Sleeve gastrectomy has gained rapid popularity, and now represents 60% of all bariatric procedures. It has demonstrated good efficacy and short-term safety, it is easier to perform than laparoscopic Roux-en-Y gastric bypass, and it is a safe option for high-risk patients, authors led by Ryan Howard, MD, of University of Michigan, Ann Arbor, wrote in JAMA Surgery.

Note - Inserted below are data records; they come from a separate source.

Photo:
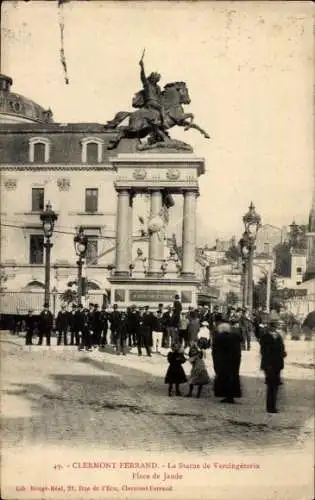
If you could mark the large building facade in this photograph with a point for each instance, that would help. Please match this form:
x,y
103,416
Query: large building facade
x,y
66,165
70,166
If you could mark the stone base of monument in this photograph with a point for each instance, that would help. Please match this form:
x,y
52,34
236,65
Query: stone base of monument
x,y
153,291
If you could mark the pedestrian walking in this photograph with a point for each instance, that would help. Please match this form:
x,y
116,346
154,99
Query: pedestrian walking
x,y
204,338
144,336
226,354
157,333
74,333
199,375
175,374
114,323
167,327
96,326
121,334
30,323
133,320
86,331
45,325
183,334
245,328
273,352
104,319
62,324
193,327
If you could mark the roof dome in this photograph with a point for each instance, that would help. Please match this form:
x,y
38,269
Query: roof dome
x,y
15,108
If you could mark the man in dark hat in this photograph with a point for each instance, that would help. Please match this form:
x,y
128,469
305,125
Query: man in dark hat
x,y
45,324
144,337
86,331
62,324
30,326
78,324
104,318
115,318
96,326
133,319
272,352
72,325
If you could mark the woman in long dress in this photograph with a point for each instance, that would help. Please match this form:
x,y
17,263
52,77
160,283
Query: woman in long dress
x,y
226,354
199,375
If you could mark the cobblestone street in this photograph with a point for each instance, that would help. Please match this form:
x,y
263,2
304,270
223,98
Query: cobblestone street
x,y
61,398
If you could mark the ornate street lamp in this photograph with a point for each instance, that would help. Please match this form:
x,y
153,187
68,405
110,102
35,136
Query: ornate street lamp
x,y
80,244
252,223
48,218
294,234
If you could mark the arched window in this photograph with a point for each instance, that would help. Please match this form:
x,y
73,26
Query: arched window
x,y
39,150
34,285
92,150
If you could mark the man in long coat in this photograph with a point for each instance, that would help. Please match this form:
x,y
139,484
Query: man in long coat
x,y
272,360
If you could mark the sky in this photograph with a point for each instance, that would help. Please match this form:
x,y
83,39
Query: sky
x,y
248,67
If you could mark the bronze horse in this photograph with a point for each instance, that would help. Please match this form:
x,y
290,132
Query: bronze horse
x,y
147,122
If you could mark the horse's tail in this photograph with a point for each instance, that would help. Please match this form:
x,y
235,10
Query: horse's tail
x,y
119,117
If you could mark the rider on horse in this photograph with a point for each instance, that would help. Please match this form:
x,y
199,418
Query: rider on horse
x,y
152,94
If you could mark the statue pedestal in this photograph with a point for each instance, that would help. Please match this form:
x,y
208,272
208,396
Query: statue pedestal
x,y
158,175
152,292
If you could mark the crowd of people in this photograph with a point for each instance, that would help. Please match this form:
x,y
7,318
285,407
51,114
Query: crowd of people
x,y
189,334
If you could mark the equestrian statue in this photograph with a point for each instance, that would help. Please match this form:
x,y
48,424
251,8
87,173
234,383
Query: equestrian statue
x,y
156,112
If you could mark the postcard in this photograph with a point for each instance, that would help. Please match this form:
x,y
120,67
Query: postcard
x,y
157,288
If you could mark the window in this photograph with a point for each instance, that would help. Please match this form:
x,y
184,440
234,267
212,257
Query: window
x,y
92,250
91,199
92,150
267,248
36,249
39,150
37,199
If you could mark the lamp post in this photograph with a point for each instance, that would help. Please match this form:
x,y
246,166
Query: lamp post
x,y
48,218
252,223
243,243
80,244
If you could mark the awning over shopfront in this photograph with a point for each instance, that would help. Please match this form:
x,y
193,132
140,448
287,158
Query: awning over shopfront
x,y
207,294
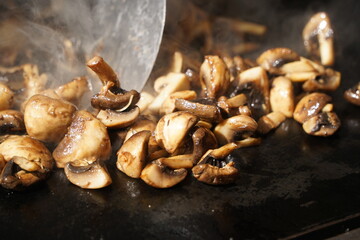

Still, there are few comparative data on the long-term efficacy of the two procedures. Randomized, controlled trials have conducted long-term follow-up, but their small size has made it difficult to detect differences in rare outcomes. Observational studies are limited by the potential for bias. A novel approach to limiting bias is instrumental variables analysis, which controls for possible confounding using a factor that impacts treatment choice, but not patient outcome, to control for possible confounders. Studies using this approach confirmed the superior safety profile of sleeve gastrectomy in the short term.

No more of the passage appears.